My husband and I left on our own. We were a little blindsided by the decision. Knowing full well the decisions we made would have a ripple effect. We were angry, sad, and disappointed. There was no way to tell everyone what happened without sounding as though we were gossiping. We'd had trouble with our own health for a long time and we knew this. Someone happened to tell my husband that he was completely responsible for my health. This was a large factor in the decision we made to walk away.
Again, we won't call anyone out by name. We have decided to let God sort that out. I've had problems with a couple of people who didn't always agree with me. I know that I"m not everyone's cup of tea or glass of water. I accepted that about 20 years ago. If what I'm thinking doesn't come out of my mouth, it will be all over my face! My facial expressions have a way of getting me in trouble. I also wear my heart on my sleeve!

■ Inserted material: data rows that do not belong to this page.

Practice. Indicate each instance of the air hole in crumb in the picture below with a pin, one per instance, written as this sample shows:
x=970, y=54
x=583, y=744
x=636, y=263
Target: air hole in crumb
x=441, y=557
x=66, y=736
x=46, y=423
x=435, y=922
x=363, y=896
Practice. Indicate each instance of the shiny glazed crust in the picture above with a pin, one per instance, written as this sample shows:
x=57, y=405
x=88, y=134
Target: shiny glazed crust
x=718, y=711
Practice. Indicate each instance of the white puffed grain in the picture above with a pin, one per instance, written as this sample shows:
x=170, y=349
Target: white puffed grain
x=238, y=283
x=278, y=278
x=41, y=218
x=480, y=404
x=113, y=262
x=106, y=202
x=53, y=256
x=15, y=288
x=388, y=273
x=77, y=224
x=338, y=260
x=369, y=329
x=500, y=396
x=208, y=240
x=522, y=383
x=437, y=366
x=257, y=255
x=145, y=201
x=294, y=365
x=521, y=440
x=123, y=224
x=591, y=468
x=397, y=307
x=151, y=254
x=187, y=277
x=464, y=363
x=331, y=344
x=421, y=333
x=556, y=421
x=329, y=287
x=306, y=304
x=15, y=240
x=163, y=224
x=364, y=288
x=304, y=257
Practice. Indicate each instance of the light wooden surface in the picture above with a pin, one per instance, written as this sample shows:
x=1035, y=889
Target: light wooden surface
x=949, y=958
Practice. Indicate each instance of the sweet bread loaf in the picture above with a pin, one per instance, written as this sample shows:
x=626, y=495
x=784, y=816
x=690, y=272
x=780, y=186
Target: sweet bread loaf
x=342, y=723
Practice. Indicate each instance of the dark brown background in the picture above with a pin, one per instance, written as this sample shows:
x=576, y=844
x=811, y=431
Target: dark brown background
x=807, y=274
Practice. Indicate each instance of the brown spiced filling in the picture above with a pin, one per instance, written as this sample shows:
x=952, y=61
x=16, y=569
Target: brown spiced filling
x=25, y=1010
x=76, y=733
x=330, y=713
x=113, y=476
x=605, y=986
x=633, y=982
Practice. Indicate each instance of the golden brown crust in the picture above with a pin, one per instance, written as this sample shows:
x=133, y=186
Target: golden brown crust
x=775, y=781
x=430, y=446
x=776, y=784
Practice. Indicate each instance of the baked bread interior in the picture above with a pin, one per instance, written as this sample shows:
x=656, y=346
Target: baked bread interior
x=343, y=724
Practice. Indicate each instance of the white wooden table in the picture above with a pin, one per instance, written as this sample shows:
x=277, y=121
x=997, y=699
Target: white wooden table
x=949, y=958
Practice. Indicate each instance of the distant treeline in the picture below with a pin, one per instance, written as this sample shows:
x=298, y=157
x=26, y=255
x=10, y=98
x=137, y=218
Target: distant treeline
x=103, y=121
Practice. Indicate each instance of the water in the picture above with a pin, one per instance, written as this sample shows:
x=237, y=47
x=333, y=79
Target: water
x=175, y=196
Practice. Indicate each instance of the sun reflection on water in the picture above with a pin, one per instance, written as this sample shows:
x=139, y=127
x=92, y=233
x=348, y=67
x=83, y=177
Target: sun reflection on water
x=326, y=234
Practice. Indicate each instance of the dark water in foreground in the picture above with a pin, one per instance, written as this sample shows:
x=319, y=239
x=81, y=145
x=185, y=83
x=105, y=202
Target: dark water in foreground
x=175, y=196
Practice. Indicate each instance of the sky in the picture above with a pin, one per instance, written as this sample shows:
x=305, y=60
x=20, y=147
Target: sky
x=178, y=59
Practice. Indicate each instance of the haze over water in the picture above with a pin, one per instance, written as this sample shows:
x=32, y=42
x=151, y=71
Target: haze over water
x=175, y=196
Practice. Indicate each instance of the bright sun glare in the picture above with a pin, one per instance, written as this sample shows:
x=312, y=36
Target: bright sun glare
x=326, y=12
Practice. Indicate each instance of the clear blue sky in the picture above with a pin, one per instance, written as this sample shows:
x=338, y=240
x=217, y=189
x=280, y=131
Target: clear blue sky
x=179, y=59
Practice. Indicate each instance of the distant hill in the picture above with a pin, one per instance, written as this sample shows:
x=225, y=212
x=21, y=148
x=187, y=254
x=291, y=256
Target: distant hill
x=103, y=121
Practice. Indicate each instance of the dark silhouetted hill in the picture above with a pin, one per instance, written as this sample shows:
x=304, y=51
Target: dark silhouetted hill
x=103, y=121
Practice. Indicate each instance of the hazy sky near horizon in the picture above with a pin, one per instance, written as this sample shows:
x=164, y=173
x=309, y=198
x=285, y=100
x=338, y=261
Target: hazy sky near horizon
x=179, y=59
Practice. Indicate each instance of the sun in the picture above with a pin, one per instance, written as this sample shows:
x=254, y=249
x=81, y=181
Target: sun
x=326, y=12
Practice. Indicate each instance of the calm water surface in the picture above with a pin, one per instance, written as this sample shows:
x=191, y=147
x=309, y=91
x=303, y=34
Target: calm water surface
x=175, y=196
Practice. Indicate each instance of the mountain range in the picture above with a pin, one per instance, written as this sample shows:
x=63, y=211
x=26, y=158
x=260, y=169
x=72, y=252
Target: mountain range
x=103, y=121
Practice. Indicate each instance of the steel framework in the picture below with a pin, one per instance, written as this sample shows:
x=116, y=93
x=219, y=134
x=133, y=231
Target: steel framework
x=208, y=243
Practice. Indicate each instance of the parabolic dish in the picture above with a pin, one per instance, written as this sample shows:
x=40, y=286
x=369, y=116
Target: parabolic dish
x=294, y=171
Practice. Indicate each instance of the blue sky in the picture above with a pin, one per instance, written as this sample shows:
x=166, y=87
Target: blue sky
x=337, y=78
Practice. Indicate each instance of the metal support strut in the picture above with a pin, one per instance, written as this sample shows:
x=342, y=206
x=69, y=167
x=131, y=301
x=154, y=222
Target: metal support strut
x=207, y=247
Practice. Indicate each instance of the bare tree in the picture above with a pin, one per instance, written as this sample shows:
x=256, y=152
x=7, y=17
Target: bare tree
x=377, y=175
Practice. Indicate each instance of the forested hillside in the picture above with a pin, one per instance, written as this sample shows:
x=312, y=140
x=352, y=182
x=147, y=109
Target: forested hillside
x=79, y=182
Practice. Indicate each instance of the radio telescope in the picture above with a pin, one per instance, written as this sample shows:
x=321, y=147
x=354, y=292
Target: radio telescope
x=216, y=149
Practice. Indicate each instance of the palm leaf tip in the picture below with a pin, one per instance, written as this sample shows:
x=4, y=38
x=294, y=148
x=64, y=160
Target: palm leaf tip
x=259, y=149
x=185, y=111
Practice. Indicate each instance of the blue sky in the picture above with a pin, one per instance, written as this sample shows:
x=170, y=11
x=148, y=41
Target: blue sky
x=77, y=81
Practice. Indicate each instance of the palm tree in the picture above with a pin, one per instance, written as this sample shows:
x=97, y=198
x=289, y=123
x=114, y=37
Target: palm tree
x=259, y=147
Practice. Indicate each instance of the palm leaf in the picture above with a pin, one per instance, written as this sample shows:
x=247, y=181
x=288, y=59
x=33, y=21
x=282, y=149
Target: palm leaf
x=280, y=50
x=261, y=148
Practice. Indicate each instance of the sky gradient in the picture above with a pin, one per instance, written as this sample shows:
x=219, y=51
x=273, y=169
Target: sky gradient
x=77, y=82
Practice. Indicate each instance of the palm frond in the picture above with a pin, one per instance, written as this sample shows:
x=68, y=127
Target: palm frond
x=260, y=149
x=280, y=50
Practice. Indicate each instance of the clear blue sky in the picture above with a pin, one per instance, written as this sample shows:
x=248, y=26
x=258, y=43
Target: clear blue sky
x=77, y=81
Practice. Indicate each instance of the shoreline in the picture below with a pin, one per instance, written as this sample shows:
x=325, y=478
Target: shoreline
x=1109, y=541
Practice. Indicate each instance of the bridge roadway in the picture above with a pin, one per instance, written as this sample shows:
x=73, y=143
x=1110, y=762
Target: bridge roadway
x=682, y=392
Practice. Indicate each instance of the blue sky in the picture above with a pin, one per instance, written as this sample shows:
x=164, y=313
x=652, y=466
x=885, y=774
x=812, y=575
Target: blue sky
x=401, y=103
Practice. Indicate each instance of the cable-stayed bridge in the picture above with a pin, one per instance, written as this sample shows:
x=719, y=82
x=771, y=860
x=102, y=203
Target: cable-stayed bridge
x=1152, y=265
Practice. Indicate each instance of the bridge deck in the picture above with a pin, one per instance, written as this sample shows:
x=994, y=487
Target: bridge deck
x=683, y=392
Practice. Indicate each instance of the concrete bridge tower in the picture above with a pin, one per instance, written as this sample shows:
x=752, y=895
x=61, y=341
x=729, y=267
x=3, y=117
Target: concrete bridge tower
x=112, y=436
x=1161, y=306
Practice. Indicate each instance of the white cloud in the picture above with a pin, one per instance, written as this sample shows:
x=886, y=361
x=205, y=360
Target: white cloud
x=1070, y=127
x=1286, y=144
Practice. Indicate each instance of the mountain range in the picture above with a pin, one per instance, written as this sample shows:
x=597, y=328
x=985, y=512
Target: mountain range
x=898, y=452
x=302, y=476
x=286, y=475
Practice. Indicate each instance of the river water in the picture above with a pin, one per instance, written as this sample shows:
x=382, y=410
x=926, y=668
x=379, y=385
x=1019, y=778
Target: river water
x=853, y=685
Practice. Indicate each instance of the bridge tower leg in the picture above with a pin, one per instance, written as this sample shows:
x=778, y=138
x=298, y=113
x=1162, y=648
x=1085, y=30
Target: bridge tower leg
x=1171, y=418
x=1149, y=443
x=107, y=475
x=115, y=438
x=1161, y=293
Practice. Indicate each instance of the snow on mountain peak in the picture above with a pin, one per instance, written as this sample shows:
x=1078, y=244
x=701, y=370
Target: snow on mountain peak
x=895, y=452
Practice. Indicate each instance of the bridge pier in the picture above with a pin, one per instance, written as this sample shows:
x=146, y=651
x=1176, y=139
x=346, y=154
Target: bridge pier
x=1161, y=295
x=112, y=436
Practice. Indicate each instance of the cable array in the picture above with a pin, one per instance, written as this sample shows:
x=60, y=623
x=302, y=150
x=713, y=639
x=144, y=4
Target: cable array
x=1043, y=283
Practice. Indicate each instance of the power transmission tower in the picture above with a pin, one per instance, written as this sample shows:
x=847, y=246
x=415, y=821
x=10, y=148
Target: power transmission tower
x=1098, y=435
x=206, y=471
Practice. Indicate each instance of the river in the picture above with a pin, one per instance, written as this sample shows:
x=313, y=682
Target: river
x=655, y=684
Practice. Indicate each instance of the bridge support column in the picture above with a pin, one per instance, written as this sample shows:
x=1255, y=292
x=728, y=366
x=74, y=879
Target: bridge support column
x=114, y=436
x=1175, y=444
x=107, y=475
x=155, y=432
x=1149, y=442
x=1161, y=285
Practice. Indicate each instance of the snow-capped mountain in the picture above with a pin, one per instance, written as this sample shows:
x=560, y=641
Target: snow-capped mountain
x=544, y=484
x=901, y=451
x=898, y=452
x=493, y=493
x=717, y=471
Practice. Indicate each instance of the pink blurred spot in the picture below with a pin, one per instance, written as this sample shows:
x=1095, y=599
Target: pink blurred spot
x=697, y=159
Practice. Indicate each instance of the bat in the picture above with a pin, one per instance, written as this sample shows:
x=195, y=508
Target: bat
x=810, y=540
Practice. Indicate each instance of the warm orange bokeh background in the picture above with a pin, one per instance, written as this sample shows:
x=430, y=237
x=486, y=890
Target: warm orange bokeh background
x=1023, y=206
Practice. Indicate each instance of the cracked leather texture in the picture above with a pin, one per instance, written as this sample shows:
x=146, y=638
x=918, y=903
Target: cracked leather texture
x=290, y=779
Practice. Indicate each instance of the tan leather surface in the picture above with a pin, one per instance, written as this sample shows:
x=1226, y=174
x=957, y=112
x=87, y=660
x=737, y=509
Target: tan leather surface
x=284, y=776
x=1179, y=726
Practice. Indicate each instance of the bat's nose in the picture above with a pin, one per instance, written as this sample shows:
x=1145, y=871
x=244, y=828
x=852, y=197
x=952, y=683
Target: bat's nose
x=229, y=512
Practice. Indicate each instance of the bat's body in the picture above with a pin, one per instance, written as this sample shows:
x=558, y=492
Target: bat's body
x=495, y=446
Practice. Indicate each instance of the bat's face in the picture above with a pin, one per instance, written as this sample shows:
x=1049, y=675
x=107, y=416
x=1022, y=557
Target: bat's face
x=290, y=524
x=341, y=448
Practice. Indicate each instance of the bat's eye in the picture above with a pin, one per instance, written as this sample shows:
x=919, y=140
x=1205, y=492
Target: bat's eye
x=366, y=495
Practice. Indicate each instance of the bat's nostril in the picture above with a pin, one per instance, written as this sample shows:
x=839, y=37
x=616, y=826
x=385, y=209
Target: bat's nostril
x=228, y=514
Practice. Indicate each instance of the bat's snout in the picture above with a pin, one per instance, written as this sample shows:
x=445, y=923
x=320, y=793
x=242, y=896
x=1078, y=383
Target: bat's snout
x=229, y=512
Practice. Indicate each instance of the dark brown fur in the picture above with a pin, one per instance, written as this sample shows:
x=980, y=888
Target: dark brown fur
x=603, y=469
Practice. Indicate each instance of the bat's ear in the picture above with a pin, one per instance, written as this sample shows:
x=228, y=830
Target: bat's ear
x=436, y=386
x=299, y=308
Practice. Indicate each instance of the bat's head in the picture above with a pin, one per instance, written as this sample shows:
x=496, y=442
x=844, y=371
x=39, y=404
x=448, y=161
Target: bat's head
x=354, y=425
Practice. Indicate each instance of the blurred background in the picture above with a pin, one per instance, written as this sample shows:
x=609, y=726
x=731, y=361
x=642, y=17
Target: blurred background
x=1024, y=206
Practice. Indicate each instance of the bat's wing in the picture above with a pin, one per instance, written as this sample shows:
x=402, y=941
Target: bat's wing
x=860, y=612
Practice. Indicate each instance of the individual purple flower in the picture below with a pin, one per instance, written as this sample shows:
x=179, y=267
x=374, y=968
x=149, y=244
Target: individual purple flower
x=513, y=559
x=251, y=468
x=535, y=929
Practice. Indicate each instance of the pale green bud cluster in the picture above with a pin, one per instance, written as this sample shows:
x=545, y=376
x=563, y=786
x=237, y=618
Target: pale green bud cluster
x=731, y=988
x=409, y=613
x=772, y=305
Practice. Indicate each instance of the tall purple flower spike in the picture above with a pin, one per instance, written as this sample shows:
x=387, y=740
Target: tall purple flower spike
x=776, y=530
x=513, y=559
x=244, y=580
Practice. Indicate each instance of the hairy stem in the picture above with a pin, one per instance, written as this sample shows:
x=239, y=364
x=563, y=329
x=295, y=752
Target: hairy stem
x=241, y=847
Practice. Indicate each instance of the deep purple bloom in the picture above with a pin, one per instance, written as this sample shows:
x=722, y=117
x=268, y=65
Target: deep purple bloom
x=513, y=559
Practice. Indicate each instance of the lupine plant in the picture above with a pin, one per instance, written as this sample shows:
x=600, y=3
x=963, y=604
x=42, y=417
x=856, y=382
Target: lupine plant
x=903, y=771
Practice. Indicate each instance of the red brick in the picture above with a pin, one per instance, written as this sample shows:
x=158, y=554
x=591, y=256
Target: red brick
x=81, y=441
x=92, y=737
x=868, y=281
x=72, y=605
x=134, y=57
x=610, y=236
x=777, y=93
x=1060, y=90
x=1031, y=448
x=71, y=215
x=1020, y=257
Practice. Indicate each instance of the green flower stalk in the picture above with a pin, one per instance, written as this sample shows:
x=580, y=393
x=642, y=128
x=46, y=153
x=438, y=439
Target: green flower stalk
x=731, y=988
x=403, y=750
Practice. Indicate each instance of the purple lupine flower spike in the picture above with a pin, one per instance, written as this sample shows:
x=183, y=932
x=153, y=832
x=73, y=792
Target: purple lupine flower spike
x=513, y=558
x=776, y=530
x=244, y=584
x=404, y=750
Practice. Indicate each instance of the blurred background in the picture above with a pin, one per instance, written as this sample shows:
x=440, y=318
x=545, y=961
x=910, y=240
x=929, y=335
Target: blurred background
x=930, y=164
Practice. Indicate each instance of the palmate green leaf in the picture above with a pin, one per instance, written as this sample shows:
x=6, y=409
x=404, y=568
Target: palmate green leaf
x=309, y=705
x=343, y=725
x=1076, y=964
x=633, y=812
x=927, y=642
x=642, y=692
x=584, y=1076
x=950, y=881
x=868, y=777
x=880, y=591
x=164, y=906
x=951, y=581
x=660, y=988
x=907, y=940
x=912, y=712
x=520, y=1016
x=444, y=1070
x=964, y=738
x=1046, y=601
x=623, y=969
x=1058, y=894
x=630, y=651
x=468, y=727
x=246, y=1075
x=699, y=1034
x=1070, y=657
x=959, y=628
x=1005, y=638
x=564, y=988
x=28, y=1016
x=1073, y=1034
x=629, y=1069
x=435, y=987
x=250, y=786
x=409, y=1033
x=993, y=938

In the 2 years that my husband and I worked as houseparents, I learned to keep my expressions to a minimum and cry or yell later. It helped me to stifle things that isn't always necessary to speak about out loud.
We love our boys and all the other children that have come into our presence! The Lord blessed us with the ability to love, care for, and keep those kids in our prayers!! I will never forget the fact that we were told we'd be supported. That was not the case. I say that because we were told we'd be supported and we weren't supported. We even went through the chain of command and little to nothing was done to help us learn more. We were willing to learn whatever we needed to learn in order to stay!
We just made the decision and it was hasty! For that, we do apologize to those who were also blindsided by that decision! Please know that it wasn't you or the children! We had lots of things happening all at once and it was time to go! We need to keep ourselves healthy; mentally, physically, and more importantly, spiritually! The Lord will always provide!! We love each and every caregiver we worked with and we love all the children!!! Prayers would be appreciated as we open new chapters in the coming days, months, and years!